KK : Les êtres humains naissent avec beaucoup de connaissances préalables, ce qui n’est pas le cas des robots. Les êtres humains semblent comprendre naturellement les relations de cause à effet. Les travaux d’Alison Gopnik nous montrent de façon remarquable que les bébés veulent comprendre le monde en termes de causalité. Les robots et les systèmes d’IA actuels ne partagent pas ce préjugé intégré. Nous devons donc en forcer l’intégration en leur donnant une masse de données d’entraînement, sinon ils ne découvriront pas comment fonctionne le monde sur le plan de la causalité et ils seront vraiment impuissants. Cela signifie que nous avons besoin de beaucoup plus de données. En tant que spécialistes de l’IA, nous pensons que ce besoin de données est essentiellement destiné à compenser l’avantage évolutif qui a permis à l’être humain d’en arriver là où il est aujourd’hui.
« Ce que les gens doivent comprendre à propos des systèmes d’IA actuels, c’est qu’ils sont de très bons assistants, mais pas de véritables héros. »
– Konrad Kording
Q : En ce qui concerne la capacité de l’IA à rivaliser avec le cerveau humain, sur une échelle de 1 à 10, quelle est la probabilité que le domaine de l’IA donne lieu à l’IAG au cours des dix prochaines années?
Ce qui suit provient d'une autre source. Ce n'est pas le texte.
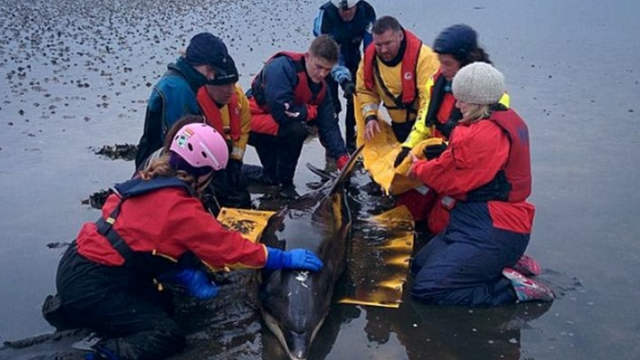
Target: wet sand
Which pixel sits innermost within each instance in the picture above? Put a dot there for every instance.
(75, 77)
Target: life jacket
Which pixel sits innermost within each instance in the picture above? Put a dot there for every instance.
(437, 99)
(214, 117)
(302, 91)
(409, 93)
(513, 183)
(142, 262)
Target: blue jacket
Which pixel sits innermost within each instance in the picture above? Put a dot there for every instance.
(173, 97)
(349, 35)
(276, 84)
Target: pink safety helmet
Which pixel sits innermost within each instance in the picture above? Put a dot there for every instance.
(201, 147)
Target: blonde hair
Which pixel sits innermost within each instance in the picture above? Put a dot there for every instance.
(160, 167)
(475, 112)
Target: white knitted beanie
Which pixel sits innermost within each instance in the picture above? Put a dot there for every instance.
(478, 83)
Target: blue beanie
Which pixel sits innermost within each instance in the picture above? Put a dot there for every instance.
(457, 40)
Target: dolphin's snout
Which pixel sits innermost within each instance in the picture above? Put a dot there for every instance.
(298, 345)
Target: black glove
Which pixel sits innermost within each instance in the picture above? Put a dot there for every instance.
(446, 128)
(349, 89)
(234, 172)
(434, 151)
(401, 156)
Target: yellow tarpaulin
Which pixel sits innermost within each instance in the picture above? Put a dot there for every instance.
(379, 260)
(250, 223)
(380, 253)
(379, 155)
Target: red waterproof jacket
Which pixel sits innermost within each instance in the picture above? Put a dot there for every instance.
(477, 153)
(170, 222)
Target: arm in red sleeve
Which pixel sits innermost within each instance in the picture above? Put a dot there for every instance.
(213, 244)
(475, 155)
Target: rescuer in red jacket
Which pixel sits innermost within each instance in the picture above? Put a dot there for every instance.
(154, 230)
(486, 175)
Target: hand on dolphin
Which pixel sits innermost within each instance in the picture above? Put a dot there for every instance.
(293, 259)
(196, 282)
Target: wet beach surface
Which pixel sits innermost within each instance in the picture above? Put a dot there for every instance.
(75, 77)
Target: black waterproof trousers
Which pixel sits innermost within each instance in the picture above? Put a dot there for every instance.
(279, 154)
(129, 312)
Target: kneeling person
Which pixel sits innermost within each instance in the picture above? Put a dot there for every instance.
(107, 278)
(286, 97)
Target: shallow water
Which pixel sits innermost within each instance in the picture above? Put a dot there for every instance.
(75, 76)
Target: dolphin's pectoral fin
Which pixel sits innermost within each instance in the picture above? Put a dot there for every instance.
(324, 175)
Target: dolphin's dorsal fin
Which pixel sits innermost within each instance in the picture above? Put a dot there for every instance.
(344, 174)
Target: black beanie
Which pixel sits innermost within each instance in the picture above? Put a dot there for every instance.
(208, 49)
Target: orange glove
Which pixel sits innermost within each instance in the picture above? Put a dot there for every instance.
(342, 161)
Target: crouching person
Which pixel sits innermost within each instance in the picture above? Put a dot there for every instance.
(486, 175)
(154, 230)
(287, 97)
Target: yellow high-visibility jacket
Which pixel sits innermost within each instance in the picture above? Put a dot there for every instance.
(392, 77)
(239, 146)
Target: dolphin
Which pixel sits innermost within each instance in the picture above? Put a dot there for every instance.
(294, 304)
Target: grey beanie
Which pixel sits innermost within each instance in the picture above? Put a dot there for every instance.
(478, 83)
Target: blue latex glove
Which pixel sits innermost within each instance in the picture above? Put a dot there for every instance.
(196, 282)
(340, 74)
(293, 259)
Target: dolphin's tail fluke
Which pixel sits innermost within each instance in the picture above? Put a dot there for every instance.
(346, 171)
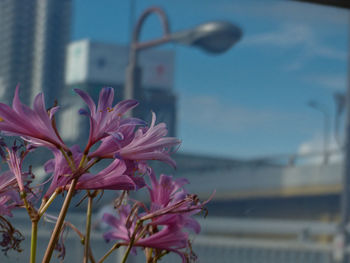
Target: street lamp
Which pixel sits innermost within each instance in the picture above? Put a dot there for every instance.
(323, 109)
(214, 37)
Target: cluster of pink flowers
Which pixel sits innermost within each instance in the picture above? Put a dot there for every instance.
(128, 143)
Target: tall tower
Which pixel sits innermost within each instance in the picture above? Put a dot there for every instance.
(33, 38)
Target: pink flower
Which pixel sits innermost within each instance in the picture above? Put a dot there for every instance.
(170, 213)
(15, 164)
(146, 144)
(62, 172)
(106, 120)
(169, 237)
(34, 126)
(112, 177)
(8, 201)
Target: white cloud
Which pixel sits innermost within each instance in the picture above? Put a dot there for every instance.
(312, 151)
(334, 82)
(287, 36)
(208, 112)
(296, 35)
(284, 11)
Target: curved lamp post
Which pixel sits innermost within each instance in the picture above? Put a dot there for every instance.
(213, 37)
(326, 132)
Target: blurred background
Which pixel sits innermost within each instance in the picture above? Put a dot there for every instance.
(260, 109)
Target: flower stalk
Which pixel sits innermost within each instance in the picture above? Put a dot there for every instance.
(88, 227)
(33, 243)
(59, 223)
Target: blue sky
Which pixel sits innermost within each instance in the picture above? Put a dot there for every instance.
(250, 101)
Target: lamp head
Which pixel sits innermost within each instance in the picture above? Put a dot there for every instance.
(213, 37)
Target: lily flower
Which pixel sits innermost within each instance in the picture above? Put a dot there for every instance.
(112, 177)
(170, 237)
(33, 125)
(160, 227)
(146, 144)
(105, 119)
(59, 167)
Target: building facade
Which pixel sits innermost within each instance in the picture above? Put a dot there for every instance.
(33, 38)
(92, 66)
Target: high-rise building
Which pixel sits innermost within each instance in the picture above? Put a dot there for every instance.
(92, 66)
(33, 38)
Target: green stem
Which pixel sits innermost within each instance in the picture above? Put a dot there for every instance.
(116, 245)
(59, 223)
(33, 241)
(88, 228)
(131, 243)
(43, 209)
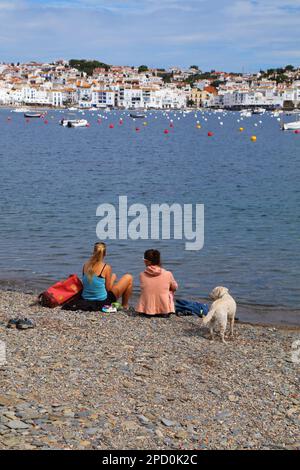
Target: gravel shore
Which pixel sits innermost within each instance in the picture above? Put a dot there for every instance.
(119, 381)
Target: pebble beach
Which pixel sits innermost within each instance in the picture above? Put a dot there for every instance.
(119, 381)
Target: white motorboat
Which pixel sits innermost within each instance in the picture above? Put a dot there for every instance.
(259, 110)
(74, 123)
(20, 110)
(291, 126)
(246, 113)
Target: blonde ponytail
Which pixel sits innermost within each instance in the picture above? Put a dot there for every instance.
(97, 257)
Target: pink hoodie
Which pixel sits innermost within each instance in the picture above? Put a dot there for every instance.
(157, 287)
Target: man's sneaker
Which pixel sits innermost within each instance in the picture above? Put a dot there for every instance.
(109, 309)
(12, 323)
(117, 305)
(25, 324)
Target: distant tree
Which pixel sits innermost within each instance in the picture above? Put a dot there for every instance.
(87, 66)
(143, 68)
(216, 83)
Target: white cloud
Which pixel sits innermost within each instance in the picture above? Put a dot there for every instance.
(230, 35)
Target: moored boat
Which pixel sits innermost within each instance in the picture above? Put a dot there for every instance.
(291, 126)
(33, 115)
(259, 110)
(137, 115)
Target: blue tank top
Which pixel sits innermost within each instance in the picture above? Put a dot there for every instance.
(94, 289)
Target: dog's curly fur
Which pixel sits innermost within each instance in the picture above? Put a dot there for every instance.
(222, 309)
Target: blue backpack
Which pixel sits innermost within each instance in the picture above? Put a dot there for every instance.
(190, 307)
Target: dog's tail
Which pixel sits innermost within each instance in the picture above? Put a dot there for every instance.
(208, 317)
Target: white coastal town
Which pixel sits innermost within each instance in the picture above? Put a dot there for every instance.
(92, 84)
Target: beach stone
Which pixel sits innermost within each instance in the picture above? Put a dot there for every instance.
(130, 425)
(143, 419)
(167, 422)
(181, 434)
(16, 424)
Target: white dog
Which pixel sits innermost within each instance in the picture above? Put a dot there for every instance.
(222, 309)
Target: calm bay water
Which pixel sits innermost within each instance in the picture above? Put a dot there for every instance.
(53, 179)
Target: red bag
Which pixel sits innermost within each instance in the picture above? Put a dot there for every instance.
(61, 292)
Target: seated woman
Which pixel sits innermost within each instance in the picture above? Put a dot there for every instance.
(157, 287)
(99, 284)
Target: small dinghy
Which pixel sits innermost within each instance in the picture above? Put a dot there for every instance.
(74, 123)
(33, 115)
(137, 115)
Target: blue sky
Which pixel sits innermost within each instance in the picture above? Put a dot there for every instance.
(232, 35)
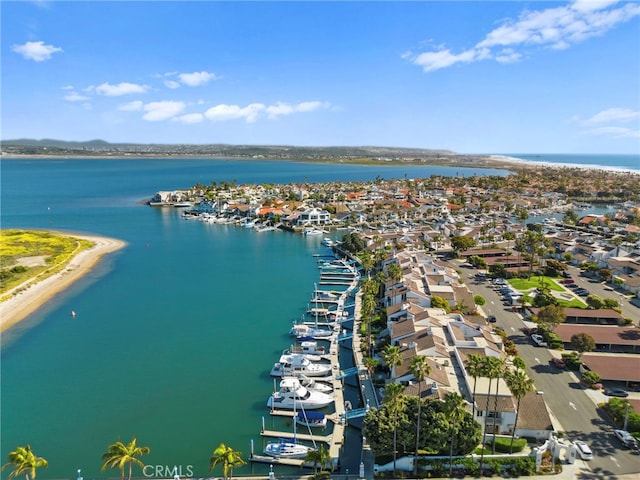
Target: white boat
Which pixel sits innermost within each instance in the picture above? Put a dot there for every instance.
(307, 332)
(311, 419)
(284, 449)
(292, 393)
(309, 347)
(313, 384)
(294, 365)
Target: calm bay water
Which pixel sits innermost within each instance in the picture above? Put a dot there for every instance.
(175, 334)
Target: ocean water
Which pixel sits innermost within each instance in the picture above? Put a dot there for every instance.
(630, 162)
(174, 335)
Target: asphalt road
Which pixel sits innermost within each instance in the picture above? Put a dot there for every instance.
(575, 411)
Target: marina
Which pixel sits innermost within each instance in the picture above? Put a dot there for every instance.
(294, 399)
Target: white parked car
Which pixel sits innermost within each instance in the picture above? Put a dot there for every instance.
(583, 450)
(538, 340)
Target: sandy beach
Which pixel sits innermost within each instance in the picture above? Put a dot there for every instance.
(19, 306)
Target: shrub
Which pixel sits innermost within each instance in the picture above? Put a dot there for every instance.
(503, 445)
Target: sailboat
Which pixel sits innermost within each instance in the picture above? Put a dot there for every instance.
(284, 448)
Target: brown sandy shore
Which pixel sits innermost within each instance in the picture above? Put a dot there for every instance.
(24, 303)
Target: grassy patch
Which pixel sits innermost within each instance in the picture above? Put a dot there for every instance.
(524, 284)
(55, 250)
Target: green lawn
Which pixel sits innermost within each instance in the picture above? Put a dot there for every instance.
(525, 285)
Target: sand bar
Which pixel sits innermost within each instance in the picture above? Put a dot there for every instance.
(27, 301)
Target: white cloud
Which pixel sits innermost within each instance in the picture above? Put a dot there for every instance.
(556, 28)
(431, 61)
(224, 112)
(157, 111)
(36, 51)
(123, 88)
(190, 118)
(614, 132)
(274, 111)
(614, 115)
(171, 84)
(75, 97)
(196, 79)
(134, 106)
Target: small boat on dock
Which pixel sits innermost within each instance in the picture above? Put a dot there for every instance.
(311, 419)
(309, 347)
(310, 333)
(295, 365)
(292, 394)
(285, 449)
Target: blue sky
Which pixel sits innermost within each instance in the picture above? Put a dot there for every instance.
(472, 77)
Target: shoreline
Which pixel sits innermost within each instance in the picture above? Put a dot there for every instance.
(19, 306)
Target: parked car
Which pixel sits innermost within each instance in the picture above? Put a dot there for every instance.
(583, 450)
(626, 438)
(616, 392)
(538, 340)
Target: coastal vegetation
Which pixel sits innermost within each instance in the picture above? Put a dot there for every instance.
(228, 458)
(28, 256)
(119, 455)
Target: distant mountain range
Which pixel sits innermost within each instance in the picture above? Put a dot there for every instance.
(100, 147)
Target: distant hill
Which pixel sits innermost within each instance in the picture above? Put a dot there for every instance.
(100, 147)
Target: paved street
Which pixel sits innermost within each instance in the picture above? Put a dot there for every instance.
(574, 409)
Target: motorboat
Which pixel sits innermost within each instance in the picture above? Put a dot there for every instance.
(310, 333)
(292, 394)
(309, 347)
(295, 365)
(314, 384)
(311, 419)
(286, 449)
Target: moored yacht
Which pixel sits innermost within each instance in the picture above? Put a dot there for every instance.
(292, 395)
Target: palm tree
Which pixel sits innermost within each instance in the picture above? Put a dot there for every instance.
(391, 356)
(420, 369)
(228, 457)
(24, 462)
(395, 401)
(453, 407)
(519, 384)
(499, 370)
(319, 457)
(118, 455)
(474, 366)
(489, 368)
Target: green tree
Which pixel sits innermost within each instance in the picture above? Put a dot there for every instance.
(392, 358)
(228, 458)
(120, 455)
(395, 401)
(519, 384)
(24, 462)
(319, 457)
(420, 369)
(454, 410)
(581, 342)
(595, 302)
(491, 368)
(474, 364)
(550, 316)
(439, 302)
(462, 243)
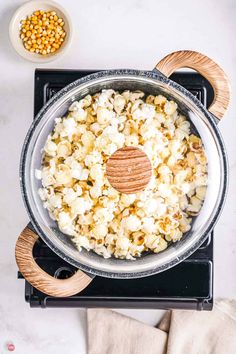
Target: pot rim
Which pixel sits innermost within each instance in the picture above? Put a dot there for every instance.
(155, 75)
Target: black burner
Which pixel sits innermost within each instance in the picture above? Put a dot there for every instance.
(189, 285)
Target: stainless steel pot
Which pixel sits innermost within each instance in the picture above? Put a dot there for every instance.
(151, 82)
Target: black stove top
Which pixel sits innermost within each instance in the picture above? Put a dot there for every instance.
(188, 285)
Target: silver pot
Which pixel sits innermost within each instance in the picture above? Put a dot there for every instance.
(151, 82)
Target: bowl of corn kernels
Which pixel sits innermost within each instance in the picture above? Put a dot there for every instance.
(40, 31)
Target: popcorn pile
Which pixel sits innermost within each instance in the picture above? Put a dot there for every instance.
(78, 195)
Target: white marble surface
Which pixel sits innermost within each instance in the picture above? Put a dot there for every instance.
(108, 34)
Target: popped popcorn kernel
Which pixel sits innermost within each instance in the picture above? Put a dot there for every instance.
(78, 195)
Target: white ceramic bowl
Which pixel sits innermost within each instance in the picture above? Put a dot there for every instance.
(27, 9)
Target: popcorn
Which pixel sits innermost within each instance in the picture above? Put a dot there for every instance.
(78, 195)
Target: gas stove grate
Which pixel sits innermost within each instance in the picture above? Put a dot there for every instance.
(188, 285)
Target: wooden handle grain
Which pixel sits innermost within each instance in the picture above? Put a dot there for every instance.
(129, 170)
(207, 68)
(38, 278)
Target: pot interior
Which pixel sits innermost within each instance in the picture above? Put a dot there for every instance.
(203, 125)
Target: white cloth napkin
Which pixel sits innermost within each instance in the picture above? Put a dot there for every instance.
(180, 332)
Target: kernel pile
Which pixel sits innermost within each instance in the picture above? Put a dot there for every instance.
(42, 32)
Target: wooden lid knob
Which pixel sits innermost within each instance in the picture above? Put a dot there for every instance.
(129, 170)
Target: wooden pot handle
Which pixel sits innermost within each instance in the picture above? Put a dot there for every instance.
(37, 277)
(207, 68)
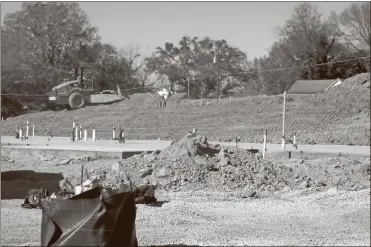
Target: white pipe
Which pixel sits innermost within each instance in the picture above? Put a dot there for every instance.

KK : Je dirais deux. Presque tout le monde en IA pense que nous nous dirigeons vers cela. Mais il y a beaucoup d’incertitude quant au moment où nous y parviendrons : certains parlent de cinq ans, d’autres de cinquante ans. À mon avis, les gens doivent comprendre que l’IA n’est pas du tout comme les êtres humains. Elle ne pense pas comme nous. Elle pense très, très différemment, si on peut même parler de pensée. Je me demande même s’il s’agit d’un objectif souhaitable. Dans l’intelligence humaine, nous avons codé le type de données qui rend la société stable, même en temps de crise. Il y a des données codées sur la manière de sortir de l’impasse si l’on est coincé. Les systèmes d’IA ne peuvent pas faire cela, car les crises ne sont pas assez fréquentes pour l’IA. Votre génome raconte l’histoire de dix mille sécheresses et la manière d’y survivre. Les données émotionnelles et sociales qui sont intériorisées chez les êtres humains sont beaucoup plus profondes que ce que l’IA pourrait apprendre à partir d’un ensemble de données de base. Il n’existe pas de référentiel de données sur les 10 000 crises de l’humanité. Par ailleurs, l’IA est déjà meilleure que vous et moi à bien des égards, et ce depuis longtemps. Elle multiplie mieux les nombres et trouve mieux les livres, et cela ne nous pose aucun problème. Par conséquent, alors que certaines personnes pensent que l’IA va nous rendre obsolètes, je pense qu’elle va plutôt rendre obsolètes les aspects les plus banals de la vie. Ce que les gens doivent comprendre à propos des systèmes d’IA actuels, c’est qu’ils sont de très bons assistants, mais pas de véritables héros.